TBBT through a different lens….

This has been at the back of my mind for a while. "The Big Bang Theory" is internationally known, and a sub-theme is an Indian immigrant trying to make sense of the USA through American friends. "Goodness Gracious Me" is a British/Indian comedy sketch-show. Devotees will know it and I'm fairly sure it's been screened, in a limited sort of way, in the USA in its original form. Mainstream US television commissioned a remake but altered the local focus to America's most commonly known Asian immigrants: Korean, Vietnamese, Chinese and Japanese. I'm not sure how it went down or if it was widely seen in either form. Either way, the series focused on the trials and absurdities of being Asian in a foreign country with bizarre and outlandish customs. The issues of first-generation immigrants attempting to retain familiar customs in a strange land, whilst their British/American born children were trying to break free and be more British/American, and the cultural clashes this caused. The internal rifts between immigrant communities of differing religions/ethnicities/languages – largely the fact (Moslem) Pakistanis and (Hindu) Indians are divided by enmity, suspicion and a degree of hostility. American readers: think Koreans and Chinese, especially those old enough to recall Japanese bad behaviour in WW2, and who then tell their kids, on the basis of events seventy years ago, that the Japanese can never be trusted. Even when the kids have Japanese-American best friends. Or Laotians v Vietnamese. Add in casual and active racism and misunderstanding by the white hosts.

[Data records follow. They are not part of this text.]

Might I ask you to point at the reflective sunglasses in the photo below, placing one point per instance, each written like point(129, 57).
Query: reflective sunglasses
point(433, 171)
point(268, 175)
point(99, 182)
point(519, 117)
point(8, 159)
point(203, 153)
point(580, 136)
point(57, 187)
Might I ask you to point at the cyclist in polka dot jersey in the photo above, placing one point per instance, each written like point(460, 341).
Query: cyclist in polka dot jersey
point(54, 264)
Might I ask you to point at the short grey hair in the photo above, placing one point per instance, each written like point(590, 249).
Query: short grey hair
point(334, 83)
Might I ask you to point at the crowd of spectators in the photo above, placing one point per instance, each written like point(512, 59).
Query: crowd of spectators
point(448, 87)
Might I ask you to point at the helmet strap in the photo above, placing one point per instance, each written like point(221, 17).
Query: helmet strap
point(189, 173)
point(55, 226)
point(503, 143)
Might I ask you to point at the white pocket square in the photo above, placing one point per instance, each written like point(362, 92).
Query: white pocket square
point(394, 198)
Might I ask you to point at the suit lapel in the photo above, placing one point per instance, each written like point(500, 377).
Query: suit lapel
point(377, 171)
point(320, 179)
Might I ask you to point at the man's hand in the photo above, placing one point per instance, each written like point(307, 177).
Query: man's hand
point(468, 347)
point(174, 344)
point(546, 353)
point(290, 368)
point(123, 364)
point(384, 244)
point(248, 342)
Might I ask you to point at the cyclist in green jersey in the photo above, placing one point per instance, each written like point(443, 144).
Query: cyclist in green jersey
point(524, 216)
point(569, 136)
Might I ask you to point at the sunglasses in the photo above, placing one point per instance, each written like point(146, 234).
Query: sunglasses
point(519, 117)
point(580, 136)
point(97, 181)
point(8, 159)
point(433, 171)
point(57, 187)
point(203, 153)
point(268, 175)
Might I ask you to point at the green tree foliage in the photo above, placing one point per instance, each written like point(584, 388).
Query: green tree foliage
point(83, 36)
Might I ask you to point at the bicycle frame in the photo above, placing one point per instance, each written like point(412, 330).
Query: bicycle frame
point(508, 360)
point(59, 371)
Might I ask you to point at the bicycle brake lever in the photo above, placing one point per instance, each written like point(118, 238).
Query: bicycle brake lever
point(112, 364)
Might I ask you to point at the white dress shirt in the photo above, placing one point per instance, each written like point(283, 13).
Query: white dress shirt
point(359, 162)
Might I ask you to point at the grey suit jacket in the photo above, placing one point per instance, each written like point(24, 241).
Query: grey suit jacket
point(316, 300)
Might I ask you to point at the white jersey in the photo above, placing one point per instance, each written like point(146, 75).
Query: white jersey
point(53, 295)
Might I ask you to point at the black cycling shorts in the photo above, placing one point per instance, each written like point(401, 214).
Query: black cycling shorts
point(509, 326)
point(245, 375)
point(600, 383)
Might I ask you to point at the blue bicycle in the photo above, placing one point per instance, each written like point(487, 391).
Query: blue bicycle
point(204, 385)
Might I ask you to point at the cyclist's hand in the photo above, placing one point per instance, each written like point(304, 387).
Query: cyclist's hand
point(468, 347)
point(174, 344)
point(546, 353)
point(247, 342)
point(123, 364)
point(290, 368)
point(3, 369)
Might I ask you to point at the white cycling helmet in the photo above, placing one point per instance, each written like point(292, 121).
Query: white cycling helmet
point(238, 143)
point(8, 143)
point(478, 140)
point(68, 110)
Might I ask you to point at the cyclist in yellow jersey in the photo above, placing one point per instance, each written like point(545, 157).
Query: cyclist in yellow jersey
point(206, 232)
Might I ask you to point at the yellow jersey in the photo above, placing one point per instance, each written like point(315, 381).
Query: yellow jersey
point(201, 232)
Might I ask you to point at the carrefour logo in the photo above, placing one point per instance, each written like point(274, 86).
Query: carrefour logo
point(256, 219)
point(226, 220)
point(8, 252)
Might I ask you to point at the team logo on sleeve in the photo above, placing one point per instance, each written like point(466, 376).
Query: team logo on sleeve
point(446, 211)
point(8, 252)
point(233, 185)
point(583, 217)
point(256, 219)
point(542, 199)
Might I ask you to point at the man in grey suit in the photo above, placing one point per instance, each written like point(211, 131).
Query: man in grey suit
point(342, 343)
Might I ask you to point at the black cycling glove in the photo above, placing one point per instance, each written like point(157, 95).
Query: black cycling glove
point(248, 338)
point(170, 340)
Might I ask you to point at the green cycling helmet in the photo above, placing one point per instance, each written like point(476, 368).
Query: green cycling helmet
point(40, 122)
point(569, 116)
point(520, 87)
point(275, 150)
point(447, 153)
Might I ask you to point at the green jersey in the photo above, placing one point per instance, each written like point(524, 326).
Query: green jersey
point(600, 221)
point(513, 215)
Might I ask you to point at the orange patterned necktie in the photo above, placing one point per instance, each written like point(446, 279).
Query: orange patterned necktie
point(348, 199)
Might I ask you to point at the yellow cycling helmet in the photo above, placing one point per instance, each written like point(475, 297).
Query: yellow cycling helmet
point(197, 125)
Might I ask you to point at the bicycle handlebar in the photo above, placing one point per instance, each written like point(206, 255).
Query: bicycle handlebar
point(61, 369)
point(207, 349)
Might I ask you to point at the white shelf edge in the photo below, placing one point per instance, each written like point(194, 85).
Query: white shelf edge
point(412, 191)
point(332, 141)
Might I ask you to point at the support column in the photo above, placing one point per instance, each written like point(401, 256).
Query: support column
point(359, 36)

Role-reversal and inversion became a hallmark of GGM. For British readers – all I need say is four words. Going for An English.

For Americans and others – google the sketch. It is quite perfect. It takes a common situation – British people at the end of a drunken night out deciding to cap the night by going to an "Indian" restaurant, eating a curry, and being rude to the waiters. And reverses it.

This sketch is in the tradition of GGM inversion. It is set at the Calcutta Institute for Science and Technology. Caltech, for short. Three local Indian academics are meeting a fourth for the first time, a visiting research fellow from overseas…


"GOONESS GRACIOUS ME" OPENING CREDITS AND THEME MUSIC FADE OUT. CUT TO GRAPHICS OF A STYLISED BOHR-MODEL ATOM ROTATING ON THE SCREEN. THEN TO A TYPICAL INDIAN APARTMENT; WE SEE ORNAMENTAL CARVED SCREENS, CEILING FAN OPERATING, ET C.

HARESH WADIAWALA (a thin, short, sallow individual who is dressed like an imagined Bollywood screen idol. The effect is less than convincing and subtly wrong). Shaildar, the new guy's gonna be here soon. You know, the new astrophysicist. Whatever you do, don't scare him off!

DR. SHAILDAR L. KUPAR (He is long and tall and supercilious. He is dressed in Western style. An over-tee is bright red and carries the eleven-petalled golden lotus of the comic superhero Shaktimaan1. (1)

( KULVINDER GHAL would be ideal in this role.)He snorts through his nose. Really, mister W. Even though astrophysics is yet another academic discipline ultimately subordinate to theoretical physics for its framework and justification, I see no reason to be uncivil. Intelligences that can even begin to comprehend my mind are regrettably sparse in this country as it is. So I have no objection to importing them.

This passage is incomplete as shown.